Ecriture du corps et discours clinique dans les autobiographies d'anorexie-boulimie

Auteur de la thèse: 
Directeur de thèse: 
Grossmann Évelyne
Université: 
Université Paris Cité
Année de soutenance: 
2013

Résumé

Par une approche interdisciplinaire, cette étude analyse les ambitions et les processus d'écriture des témoignages de personnes atteintes par l’anorexie-boulimie en confrontant l'univers du discours clinique à celui de l'autobiographie. Le corpus se compose de récits rétrospectifs et journaux personnels, certains inédits, de 1977 à 2007, d'auteurs hommes et femmes, d'origine française, britannique, américaine et canadienne. Le contexte de ces écrits est d'abord éclairé par une étude diachronique qui montre le tabou des troubles alimentaires au masculin et la mystification de l'anorexie au détriment de la boulimie. Ce contexte est essentiel pour comprendre les motivations des écrivains et écrivants du corpus, l'analyse stylistique de ce dernier souligne un certain nombre de procédés communs ainsi que le rôle essentiel de la temporalité. Il apparaît ensuite, par l'observation de l'écriture du corps, la difficulté de témoigner d'une maladie où le corps tend à la disparition ou à l'obsession. L'autopathographie peut alors s'imposer comme unique mode d'expression. Le langage est mis à mal par la pathologie et l'écriture n'est donc pas toujours thérapeutique. Cette thèse démontre qu'au-delà de l'aspect documentaire, ces textes s'apparentent souvent à des réquisitoires. Dans les récits d'hospitalisation, la violence institutionnelle sur les corps rejoint la violence intellectuelle du pouvoir psychiatrique et son discours. De fait, surgit dans ces écrits la force du témoignage comme lieu de résistance.

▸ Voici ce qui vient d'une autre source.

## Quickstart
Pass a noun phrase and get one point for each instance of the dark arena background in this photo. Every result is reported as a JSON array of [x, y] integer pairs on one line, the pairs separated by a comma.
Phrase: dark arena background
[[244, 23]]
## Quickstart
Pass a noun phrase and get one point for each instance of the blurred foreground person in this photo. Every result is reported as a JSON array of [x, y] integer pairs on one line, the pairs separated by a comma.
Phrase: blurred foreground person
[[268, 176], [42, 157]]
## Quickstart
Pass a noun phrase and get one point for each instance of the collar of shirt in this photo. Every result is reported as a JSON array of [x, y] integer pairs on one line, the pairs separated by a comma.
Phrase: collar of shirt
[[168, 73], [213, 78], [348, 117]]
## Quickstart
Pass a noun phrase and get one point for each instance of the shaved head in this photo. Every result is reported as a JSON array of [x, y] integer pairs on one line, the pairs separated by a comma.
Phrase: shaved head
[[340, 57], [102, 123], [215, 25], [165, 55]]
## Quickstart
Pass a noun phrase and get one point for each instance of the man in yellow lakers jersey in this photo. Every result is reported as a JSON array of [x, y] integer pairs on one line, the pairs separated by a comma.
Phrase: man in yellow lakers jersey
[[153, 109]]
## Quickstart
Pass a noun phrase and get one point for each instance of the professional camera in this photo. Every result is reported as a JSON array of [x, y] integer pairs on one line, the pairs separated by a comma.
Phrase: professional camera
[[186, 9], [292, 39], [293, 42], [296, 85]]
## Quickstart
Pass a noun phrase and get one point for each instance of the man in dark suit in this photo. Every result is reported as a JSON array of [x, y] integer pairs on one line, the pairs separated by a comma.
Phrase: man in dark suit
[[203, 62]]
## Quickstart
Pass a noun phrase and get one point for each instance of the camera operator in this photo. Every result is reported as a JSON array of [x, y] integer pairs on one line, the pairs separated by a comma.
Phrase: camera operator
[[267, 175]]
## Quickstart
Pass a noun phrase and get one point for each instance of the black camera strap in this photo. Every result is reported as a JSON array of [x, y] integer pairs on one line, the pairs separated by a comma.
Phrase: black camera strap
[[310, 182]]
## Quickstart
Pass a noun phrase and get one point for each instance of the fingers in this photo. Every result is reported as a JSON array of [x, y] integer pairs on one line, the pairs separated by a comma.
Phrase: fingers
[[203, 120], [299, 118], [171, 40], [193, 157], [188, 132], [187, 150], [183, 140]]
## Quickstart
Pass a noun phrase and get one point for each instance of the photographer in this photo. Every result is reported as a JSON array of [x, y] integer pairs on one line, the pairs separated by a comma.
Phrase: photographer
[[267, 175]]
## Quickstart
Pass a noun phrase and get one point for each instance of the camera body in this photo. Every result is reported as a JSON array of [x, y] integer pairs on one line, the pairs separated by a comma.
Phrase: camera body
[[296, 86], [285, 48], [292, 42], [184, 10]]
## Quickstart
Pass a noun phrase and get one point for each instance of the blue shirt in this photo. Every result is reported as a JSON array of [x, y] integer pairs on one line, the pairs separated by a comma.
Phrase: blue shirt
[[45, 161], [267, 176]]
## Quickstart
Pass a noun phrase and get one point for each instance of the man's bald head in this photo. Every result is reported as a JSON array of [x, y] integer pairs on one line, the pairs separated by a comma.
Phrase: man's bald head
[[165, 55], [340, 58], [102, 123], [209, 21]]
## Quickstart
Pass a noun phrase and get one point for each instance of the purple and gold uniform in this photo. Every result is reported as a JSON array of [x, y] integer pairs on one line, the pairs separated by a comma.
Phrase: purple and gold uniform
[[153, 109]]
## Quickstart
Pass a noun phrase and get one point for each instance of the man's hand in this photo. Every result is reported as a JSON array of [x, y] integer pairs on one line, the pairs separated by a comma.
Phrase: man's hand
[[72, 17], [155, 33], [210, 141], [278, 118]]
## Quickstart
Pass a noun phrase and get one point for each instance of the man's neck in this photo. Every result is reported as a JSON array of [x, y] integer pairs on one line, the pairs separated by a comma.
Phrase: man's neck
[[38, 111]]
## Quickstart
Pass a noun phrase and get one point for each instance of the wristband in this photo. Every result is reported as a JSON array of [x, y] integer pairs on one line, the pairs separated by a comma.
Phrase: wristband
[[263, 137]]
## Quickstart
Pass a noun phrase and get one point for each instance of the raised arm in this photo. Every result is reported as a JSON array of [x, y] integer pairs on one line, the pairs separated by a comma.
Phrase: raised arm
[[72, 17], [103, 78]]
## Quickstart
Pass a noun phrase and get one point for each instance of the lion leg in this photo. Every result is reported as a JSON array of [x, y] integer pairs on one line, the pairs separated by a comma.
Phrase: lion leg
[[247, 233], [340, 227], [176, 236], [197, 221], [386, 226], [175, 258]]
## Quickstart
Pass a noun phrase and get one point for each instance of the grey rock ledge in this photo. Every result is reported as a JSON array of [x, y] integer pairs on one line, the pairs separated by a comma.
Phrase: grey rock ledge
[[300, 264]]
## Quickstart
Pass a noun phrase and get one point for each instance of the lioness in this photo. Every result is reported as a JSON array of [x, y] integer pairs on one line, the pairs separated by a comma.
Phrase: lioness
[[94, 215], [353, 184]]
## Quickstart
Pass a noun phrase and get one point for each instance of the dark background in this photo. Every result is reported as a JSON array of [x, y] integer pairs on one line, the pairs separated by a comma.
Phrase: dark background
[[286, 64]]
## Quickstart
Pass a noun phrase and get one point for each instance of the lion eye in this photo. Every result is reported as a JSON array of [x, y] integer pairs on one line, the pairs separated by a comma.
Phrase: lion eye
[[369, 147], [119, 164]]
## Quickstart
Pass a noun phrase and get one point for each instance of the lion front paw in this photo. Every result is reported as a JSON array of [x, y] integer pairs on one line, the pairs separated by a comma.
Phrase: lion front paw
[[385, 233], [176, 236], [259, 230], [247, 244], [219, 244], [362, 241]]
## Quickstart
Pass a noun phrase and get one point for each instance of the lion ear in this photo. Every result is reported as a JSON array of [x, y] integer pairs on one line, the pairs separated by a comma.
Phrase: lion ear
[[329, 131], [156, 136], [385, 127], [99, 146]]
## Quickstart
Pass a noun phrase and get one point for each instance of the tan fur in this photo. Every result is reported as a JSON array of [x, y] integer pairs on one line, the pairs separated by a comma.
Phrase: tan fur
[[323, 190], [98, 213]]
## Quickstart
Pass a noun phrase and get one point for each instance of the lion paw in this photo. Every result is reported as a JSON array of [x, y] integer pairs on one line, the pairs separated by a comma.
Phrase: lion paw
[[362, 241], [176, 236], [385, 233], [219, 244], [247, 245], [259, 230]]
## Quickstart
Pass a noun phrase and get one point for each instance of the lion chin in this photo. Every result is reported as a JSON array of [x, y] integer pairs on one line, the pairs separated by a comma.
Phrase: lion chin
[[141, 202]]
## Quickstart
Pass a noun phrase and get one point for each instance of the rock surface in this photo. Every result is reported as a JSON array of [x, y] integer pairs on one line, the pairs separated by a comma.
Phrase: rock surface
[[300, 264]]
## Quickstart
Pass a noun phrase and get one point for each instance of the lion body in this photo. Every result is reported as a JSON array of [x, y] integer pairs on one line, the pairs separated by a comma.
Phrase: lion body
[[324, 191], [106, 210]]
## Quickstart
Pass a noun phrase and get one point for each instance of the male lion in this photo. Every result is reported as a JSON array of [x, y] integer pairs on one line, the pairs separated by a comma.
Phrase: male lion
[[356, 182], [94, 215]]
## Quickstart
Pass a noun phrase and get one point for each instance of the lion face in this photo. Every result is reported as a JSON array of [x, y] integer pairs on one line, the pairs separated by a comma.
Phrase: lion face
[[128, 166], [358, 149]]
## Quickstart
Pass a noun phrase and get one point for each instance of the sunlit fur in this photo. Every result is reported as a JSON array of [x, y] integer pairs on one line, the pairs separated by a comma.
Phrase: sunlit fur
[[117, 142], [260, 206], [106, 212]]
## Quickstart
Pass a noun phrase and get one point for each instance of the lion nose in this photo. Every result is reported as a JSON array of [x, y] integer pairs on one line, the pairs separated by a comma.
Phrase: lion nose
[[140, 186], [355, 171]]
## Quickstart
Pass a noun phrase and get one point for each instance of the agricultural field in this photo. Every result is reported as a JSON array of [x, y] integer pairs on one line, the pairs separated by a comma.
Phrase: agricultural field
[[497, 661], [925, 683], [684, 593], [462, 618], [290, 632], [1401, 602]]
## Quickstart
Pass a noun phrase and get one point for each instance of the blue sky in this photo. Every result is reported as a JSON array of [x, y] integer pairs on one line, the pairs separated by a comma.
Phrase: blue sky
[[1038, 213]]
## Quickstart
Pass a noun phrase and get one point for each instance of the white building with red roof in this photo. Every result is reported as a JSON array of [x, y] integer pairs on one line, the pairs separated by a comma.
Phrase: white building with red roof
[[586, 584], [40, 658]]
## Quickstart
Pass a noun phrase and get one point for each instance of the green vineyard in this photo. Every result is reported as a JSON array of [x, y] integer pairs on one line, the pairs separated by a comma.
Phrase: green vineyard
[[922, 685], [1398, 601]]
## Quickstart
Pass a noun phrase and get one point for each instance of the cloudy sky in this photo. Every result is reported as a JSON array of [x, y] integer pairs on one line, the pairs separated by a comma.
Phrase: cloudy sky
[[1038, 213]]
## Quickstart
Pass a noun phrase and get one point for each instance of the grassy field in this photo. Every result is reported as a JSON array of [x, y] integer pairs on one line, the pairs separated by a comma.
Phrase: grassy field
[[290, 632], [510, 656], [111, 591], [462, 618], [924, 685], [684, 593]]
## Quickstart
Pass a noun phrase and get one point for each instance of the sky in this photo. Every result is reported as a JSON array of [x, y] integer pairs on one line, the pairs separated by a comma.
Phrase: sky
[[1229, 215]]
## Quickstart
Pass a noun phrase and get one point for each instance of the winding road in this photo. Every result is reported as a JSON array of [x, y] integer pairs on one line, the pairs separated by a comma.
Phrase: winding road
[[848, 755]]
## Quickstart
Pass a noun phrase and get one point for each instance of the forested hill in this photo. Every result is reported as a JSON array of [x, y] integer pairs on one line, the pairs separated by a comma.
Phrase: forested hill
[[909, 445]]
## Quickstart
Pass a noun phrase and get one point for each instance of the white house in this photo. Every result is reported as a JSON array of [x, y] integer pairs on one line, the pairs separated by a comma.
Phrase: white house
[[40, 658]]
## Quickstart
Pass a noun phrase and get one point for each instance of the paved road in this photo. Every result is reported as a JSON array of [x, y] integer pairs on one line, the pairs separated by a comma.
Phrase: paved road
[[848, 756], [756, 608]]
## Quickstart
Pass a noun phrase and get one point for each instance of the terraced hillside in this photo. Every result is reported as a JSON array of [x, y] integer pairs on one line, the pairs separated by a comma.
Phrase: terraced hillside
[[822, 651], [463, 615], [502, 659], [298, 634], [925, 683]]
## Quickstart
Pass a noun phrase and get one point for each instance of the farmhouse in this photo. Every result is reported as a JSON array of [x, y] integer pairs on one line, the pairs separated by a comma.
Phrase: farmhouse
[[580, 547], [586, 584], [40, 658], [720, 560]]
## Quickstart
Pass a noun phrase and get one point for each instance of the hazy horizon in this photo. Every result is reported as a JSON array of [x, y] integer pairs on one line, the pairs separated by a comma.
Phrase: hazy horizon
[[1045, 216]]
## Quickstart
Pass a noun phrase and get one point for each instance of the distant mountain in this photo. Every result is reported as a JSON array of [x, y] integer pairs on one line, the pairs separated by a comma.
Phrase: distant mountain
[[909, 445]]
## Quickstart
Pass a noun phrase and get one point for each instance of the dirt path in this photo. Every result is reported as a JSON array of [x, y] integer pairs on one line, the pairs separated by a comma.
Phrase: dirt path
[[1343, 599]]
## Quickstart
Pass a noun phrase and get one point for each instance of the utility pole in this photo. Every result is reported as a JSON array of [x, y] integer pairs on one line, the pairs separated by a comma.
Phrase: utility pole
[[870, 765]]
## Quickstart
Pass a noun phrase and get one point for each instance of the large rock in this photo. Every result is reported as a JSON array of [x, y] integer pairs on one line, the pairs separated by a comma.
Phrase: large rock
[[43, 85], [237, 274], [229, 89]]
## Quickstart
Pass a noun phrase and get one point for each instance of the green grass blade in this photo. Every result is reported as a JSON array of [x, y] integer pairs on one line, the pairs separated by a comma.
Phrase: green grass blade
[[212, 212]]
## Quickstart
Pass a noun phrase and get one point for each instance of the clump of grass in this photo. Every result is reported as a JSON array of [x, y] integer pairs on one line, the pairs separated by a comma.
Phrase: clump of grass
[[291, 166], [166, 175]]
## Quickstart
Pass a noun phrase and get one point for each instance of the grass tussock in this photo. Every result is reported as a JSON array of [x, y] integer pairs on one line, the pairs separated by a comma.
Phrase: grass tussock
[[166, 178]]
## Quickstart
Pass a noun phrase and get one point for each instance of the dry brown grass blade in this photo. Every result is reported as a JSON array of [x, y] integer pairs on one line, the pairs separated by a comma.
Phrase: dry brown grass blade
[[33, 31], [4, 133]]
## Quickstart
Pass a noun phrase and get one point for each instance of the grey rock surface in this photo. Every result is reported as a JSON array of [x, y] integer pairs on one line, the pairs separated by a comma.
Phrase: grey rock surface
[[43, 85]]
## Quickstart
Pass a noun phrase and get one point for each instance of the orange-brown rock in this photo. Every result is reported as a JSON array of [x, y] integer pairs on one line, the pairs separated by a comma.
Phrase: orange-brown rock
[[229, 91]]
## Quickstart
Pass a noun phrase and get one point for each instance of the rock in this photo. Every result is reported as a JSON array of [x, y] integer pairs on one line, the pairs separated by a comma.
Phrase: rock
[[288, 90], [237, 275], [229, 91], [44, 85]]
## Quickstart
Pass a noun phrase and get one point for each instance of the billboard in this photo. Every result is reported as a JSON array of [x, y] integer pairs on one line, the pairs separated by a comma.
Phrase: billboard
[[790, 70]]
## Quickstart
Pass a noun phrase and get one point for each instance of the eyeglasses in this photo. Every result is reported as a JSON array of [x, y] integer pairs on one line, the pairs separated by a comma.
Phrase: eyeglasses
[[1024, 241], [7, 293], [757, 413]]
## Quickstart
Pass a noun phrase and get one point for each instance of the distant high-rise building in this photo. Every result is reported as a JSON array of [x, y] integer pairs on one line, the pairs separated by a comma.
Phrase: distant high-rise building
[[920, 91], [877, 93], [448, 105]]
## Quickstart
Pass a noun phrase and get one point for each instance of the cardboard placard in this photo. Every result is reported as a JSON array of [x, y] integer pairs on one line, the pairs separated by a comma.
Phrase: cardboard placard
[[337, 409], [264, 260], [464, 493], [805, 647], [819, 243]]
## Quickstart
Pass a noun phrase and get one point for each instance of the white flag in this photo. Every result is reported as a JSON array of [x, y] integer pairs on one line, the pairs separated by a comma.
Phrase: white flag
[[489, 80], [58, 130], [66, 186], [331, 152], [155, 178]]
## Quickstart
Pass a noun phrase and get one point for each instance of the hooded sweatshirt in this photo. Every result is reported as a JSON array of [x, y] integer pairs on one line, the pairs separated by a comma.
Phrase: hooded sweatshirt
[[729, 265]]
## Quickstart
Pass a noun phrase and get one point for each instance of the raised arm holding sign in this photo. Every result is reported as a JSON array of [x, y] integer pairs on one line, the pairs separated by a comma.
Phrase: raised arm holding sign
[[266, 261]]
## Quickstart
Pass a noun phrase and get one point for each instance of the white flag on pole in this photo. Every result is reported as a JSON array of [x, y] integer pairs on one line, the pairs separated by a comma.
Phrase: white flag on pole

Mais l'autobiographie peut devenir une étude de cas, et la pathologie une identité, l'écriture de soi devient problématique et se heurte à certaines limites.

 

Abstract

Taking an interdisciplinary approach, this study analyses the ambitions and the writing processes found in personal accounts from individuals suffering from anorexia-bulimia, by comparing the spheres of clinical and autobiographical discourses. The corpus consists of retrospective narratives and personal diaries, some unpublished, from 1977 to 2007, from men and women, of French, British, American and Canadian origin. The context of these writings is first of ail clarified by a diachronic study which demonstrates the taboo of eating disorders in men and the mystification of anorexia to the detriment of bulimia. This context is essential to understanding the motivations of the writers, both professional and non-professional, of the corpus, whose stylistic analysis emphasizes a number of common procedures as well as the essential role played by temporality. What emerges next, through observing the writing of the body, is the difficulty of giving an account of an illness where the body tends either to disappear or to become an obsession. Auto-pathography may then impose itself as the sole means of expression. Language is damaged by pathology and writing is thus not always therapeutic. This thesis shows that beyond their documentary features, these texts often resemble indictments. In narratives of hospitalization, the institutional violence inflicted on bodies converges with the intellectual violence of psychiatric power and its discourse. In fact, in these writings what emerges clearly is the force of testimony as a site of resistance. But autobiography can become a case study, pathology an identity; self-writing becomes problematic and runs up against certain limits.